Recently, I came across the Toulmin argument, a method developed by philosopher Stephen E. Toulmin.

This method breaks down an argument into six parts: claim, grounds, warrant, backing, qualifier, and rebuttal.

I was intrigued by the potential of this method and decided to implement a proof of concept for an automated analysis using Mistral AI Instruct.

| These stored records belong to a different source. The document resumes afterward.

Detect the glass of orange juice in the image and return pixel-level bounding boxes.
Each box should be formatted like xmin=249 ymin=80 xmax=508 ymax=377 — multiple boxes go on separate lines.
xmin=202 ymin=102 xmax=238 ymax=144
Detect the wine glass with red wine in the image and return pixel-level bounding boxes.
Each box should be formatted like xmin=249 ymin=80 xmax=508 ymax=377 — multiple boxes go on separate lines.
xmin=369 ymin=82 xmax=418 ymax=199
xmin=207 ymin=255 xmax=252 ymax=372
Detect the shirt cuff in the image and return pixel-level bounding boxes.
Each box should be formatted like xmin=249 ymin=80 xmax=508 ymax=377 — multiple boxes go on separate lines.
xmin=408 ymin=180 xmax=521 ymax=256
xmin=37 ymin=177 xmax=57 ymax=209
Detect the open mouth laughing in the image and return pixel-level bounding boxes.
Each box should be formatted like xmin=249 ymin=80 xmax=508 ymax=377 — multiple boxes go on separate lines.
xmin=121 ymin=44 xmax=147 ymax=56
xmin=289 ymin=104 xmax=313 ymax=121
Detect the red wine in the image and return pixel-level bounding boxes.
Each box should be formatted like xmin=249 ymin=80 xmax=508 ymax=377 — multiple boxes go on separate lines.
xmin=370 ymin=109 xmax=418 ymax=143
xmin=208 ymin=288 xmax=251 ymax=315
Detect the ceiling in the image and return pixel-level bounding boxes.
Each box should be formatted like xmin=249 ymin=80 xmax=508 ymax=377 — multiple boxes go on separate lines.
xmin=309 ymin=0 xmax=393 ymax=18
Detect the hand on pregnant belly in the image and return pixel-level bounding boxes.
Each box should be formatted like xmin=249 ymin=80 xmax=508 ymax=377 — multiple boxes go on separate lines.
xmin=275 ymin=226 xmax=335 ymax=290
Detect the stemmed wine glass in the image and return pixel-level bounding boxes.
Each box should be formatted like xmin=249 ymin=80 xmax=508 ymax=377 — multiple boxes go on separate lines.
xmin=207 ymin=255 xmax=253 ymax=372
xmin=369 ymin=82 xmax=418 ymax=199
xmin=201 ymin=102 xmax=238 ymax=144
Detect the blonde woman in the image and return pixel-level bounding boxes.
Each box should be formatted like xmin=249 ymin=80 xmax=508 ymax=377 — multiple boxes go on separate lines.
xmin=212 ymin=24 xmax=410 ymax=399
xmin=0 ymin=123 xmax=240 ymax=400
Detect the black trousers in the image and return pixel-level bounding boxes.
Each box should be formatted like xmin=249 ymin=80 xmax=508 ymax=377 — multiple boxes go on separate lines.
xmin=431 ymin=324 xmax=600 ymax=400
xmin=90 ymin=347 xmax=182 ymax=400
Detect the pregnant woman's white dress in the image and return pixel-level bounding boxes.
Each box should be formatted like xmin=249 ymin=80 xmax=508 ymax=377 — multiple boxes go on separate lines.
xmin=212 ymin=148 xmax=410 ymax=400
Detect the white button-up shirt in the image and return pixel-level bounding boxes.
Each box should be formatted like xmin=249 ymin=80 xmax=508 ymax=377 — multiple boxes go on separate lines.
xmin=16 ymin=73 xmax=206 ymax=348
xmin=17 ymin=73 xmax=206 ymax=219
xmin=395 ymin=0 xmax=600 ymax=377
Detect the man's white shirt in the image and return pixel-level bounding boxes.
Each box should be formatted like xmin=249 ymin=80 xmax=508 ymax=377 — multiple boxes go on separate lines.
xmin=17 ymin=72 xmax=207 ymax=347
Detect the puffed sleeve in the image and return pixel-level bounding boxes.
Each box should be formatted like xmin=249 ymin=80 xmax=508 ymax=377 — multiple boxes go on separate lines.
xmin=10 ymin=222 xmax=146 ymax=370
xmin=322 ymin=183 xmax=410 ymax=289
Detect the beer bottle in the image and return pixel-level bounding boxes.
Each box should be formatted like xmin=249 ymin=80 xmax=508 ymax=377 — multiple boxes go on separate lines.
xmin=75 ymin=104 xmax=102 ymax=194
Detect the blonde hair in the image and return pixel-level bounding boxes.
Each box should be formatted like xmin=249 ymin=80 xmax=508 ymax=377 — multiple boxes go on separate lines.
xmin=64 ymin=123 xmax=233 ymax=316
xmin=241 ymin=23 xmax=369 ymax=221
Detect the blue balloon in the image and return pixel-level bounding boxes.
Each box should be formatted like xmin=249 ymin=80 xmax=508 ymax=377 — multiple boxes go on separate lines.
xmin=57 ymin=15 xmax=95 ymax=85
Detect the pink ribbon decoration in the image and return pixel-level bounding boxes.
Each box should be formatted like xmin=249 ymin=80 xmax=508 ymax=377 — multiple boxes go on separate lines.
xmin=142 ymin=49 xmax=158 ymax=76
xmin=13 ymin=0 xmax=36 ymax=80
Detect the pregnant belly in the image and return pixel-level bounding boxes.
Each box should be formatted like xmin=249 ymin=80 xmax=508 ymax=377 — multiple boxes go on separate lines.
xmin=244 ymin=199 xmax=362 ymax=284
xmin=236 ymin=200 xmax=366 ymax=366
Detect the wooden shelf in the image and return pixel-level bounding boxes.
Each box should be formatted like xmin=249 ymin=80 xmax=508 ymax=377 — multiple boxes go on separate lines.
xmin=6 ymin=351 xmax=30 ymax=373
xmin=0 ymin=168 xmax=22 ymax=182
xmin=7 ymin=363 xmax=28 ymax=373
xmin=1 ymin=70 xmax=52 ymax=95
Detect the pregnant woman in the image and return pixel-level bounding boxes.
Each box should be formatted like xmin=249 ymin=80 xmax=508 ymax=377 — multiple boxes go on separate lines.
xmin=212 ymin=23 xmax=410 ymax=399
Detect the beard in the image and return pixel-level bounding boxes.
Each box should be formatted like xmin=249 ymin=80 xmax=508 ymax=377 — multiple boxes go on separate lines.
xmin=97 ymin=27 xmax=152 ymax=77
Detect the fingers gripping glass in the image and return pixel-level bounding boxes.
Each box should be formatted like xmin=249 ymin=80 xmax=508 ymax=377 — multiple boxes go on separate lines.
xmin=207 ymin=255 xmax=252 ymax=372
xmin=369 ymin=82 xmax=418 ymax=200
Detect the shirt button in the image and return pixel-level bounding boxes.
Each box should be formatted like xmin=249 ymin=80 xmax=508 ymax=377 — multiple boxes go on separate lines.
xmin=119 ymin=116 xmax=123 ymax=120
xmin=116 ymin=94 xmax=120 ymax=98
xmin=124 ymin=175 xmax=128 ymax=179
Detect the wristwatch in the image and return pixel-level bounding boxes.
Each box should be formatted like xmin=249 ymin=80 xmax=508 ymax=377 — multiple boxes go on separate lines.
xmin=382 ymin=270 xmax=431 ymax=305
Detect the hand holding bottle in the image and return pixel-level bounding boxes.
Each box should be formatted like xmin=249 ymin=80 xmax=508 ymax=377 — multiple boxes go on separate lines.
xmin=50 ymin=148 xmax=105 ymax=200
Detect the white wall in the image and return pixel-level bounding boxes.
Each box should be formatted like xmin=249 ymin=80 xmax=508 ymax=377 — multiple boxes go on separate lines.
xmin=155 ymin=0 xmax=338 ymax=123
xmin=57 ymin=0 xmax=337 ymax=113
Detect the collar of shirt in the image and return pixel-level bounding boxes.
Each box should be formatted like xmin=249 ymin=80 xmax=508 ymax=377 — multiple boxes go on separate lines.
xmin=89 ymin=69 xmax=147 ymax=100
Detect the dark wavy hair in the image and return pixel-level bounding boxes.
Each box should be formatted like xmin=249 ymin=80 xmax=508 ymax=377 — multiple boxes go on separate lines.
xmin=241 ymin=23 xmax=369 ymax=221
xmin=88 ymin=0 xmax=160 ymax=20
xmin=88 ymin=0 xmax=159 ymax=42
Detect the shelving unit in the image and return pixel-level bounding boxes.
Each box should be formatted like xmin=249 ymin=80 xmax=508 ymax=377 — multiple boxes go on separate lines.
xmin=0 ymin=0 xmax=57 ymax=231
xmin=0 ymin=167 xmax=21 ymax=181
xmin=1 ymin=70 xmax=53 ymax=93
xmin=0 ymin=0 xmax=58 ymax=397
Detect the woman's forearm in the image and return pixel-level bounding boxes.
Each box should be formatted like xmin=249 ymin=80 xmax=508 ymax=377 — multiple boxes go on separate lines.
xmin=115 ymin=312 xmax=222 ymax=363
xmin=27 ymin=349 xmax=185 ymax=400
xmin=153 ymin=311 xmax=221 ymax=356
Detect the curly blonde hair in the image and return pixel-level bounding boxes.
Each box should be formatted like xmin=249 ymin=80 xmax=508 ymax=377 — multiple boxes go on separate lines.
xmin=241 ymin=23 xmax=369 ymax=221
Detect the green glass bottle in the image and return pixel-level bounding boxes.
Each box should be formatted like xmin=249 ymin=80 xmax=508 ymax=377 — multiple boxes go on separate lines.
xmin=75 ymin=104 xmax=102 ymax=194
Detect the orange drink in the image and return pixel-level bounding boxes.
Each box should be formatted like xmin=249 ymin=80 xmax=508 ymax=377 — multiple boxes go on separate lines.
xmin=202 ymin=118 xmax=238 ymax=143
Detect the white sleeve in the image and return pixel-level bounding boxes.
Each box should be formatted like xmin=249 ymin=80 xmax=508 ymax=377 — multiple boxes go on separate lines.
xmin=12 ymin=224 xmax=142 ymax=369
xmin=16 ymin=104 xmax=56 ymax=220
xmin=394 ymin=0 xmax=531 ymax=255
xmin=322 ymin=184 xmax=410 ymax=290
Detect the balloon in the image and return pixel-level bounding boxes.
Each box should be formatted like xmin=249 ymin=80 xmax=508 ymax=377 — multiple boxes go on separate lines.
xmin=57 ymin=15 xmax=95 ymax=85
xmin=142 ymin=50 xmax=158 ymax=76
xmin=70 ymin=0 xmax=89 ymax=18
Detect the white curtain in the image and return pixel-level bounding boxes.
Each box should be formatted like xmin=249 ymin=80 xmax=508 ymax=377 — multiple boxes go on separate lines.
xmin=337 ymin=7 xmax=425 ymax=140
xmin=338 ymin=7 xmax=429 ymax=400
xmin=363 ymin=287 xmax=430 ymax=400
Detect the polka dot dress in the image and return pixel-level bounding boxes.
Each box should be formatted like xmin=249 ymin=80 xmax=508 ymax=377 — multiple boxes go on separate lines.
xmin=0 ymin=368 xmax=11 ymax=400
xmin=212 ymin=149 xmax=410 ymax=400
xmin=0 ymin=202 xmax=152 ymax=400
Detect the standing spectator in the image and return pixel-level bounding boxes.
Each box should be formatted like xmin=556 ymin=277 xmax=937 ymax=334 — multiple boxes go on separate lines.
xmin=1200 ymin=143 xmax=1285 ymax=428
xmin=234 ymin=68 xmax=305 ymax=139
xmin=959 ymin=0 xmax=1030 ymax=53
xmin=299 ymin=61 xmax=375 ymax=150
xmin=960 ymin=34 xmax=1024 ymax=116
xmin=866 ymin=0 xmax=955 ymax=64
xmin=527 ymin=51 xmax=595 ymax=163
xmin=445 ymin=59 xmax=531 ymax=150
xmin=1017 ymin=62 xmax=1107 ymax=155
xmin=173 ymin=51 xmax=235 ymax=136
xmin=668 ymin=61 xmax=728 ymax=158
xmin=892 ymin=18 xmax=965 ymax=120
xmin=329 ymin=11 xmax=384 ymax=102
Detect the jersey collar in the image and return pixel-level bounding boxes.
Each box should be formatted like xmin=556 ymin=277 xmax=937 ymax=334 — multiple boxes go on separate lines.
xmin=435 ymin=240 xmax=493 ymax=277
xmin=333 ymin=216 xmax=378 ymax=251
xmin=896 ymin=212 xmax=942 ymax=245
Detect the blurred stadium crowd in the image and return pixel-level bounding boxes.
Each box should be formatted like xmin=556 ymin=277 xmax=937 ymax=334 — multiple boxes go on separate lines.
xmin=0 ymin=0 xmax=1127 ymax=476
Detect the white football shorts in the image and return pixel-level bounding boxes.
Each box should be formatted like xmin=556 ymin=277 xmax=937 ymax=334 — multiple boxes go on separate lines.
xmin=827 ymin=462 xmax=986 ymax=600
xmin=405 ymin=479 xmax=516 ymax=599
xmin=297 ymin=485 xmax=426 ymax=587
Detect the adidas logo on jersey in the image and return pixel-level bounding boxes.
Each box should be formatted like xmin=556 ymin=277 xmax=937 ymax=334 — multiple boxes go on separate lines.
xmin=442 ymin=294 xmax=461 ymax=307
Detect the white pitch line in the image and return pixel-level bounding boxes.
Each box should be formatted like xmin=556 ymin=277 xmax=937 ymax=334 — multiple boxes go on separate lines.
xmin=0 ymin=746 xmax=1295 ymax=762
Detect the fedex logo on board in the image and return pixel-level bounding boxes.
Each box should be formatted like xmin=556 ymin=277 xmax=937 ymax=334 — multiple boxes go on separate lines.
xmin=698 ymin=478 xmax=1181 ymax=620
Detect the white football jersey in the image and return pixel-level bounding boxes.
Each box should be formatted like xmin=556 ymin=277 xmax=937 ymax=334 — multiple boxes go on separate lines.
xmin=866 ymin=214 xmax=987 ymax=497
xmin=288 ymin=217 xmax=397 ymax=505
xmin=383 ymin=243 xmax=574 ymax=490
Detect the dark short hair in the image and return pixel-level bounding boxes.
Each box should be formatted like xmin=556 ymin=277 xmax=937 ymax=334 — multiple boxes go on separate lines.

Image credit: Purdue Online Writing Lab

A brief explainer of the Toulmin argument

The Toulmin argument method breaks down an argumentation in 6 parts:

  • Claim: This is the assertion that needs to be proven.
  • Grounds: These are the evidences and facts that support the claim.
  • Warrant: This is the assumption that links the grounds to the claim.
  • Backing: This provides additional support to the warrant.
  • Qualifier: This limits the scope of the claim.
  • Rebuttal: This acknowledges that other views are possible.

Document and argumentation analysis at scale

The use of a large language model for automated analysis is fascinating due to its scalability. Imagine being able to extract claims and argumentation from all scientific publications.

This could significantly aid research by building traceability of arguments, identifying weak links, strengthening arguments with credible sources, and providing definitive answers in disputed fields.

However, the aspect that excites me the most is the potential to combat misinformation, especially in the scientific domain. With the rise of fake news and misinformation, having a tool that can automatically analyze and validate scientific claims could be a game-changer.

To illustrate how this works, let's take a sample paper from Purdue Online Writing Lab and analyze it using the Toulmin argument method.

The paper asserts that all forms of Computer-Mediated Communication (CMC) should be studied to fully understand how online communication affects relationships. Let's dive in.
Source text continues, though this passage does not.